Piercing the Corporate Veil: Protecting Yourself from Personal Liability
by Howard Ross on March 15th, 2016 in Business & Corporate Law
Tags: Business, Corporate, Pinellas County, St Petersburg
Last modified on July 4th, 2019 at 10:39 am
Are you a business owner in Saint Petersburg, Florida? Have you incorporated your business for the purpose protecting yourself from personal liability? As a lawyer practicing Business Law in Pinellas County, I have found that many business owners mistakenly believe that by incorporating their business they are automatically shielded from personal liability. Far too often, business owners choose to prepare their own organizational documents or they use an online service in an effort to reduce the expenses associated with forming their business entity. While this decision may save these business owners a few dollars on the front end, the future implications can be disastrous. Under Florida Law, there are specific formalities that must be satisfied to ensure adequate protection from personal liability.
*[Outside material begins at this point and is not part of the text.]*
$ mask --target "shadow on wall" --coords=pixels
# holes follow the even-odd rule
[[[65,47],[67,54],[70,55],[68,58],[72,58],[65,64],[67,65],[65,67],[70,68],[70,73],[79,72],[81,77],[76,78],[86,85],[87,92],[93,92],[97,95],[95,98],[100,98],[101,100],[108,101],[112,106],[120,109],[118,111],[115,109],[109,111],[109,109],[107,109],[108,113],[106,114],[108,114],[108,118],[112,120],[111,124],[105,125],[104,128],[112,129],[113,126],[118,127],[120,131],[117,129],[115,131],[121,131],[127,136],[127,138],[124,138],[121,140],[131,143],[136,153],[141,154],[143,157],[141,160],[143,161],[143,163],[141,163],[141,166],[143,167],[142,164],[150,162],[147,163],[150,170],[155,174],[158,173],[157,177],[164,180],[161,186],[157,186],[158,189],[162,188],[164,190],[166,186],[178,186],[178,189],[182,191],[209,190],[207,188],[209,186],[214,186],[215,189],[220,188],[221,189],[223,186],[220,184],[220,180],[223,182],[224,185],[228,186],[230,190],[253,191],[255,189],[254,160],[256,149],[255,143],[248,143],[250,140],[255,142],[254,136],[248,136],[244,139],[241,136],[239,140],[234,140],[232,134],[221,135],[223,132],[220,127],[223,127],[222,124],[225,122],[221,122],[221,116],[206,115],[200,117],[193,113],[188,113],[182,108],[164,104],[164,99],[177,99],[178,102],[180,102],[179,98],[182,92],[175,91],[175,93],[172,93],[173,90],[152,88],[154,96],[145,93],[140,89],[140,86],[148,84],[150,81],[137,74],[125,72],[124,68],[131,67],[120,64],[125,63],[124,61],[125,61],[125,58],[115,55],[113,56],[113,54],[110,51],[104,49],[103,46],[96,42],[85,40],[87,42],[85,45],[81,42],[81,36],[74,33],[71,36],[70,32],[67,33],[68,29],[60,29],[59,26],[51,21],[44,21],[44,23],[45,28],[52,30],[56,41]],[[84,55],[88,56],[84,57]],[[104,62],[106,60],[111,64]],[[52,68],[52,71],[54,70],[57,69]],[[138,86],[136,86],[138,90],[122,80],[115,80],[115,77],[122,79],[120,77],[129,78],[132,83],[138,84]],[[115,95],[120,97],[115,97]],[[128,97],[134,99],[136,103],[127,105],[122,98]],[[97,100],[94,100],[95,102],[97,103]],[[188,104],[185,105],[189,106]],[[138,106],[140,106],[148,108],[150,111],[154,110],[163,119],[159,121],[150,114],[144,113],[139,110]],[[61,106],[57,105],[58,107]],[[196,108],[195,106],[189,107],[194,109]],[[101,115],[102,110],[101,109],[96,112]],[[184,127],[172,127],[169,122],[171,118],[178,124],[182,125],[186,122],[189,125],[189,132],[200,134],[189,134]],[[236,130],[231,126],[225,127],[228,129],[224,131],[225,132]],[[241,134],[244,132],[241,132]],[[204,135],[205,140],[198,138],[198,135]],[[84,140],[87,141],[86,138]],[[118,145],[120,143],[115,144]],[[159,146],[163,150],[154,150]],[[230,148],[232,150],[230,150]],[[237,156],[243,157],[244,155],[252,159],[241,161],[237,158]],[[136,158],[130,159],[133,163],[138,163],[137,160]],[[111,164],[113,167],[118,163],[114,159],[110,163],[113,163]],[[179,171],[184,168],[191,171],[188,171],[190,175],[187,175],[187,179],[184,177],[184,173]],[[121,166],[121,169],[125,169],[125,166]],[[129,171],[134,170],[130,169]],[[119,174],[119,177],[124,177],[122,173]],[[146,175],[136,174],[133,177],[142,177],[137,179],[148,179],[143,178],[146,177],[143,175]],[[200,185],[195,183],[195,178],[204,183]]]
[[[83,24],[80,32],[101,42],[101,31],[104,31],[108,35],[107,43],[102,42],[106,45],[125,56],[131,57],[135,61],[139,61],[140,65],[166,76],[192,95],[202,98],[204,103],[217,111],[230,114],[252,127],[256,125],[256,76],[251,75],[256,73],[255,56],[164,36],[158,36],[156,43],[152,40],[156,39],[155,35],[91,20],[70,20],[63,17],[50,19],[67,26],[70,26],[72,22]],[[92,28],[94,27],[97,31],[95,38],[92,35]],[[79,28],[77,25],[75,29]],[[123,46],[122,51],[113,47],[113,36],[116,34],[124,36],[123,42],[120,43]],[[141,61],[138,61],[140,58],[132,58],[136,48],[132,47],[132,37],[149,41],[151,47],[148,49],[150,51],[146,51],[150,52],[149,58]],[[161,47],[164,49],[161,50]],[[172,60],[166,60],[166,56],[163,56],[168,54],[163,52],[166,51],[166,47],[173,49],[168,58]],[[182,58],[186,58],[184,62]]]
To illustrate this point consider the following example: A business owner in Saint Petersburg, Florida decides to use a service they found on the internet to form a Corporation for the purpose of doing business in Pinellas County. This owner selects an affordable package from the online service, files the necessary documents with the Florida Department of State, and proceeds to engage in business in Pinellas County. Throughout this process, this individual was never advised that it was necessary for this business to maintain a separate bank account, to appoint or elect corporate officers, and to keep records of minutes taken at annual meetings. A few years down the road, this Corporation is involved in an accident which results in a lawsuit. Due to the lack of corporate formalities, the Court in this case decides to disregard this Corporation and allows the opposing party to recover damages from the business owner’s personal assets. This type of situation is commonly referred to as “Piercing the Corporate Veil” and sadly it occurs far too often when business owners fail to take the necessary precautions when incorporating. The best advice I can give to a business owner is to form a relationship with a lawyer in your community who is experienced in incorporating businesses. An experienced lawyer will ensure that when you create your business entity the requisite formalities will be in place to afford you proper protection from personal liability.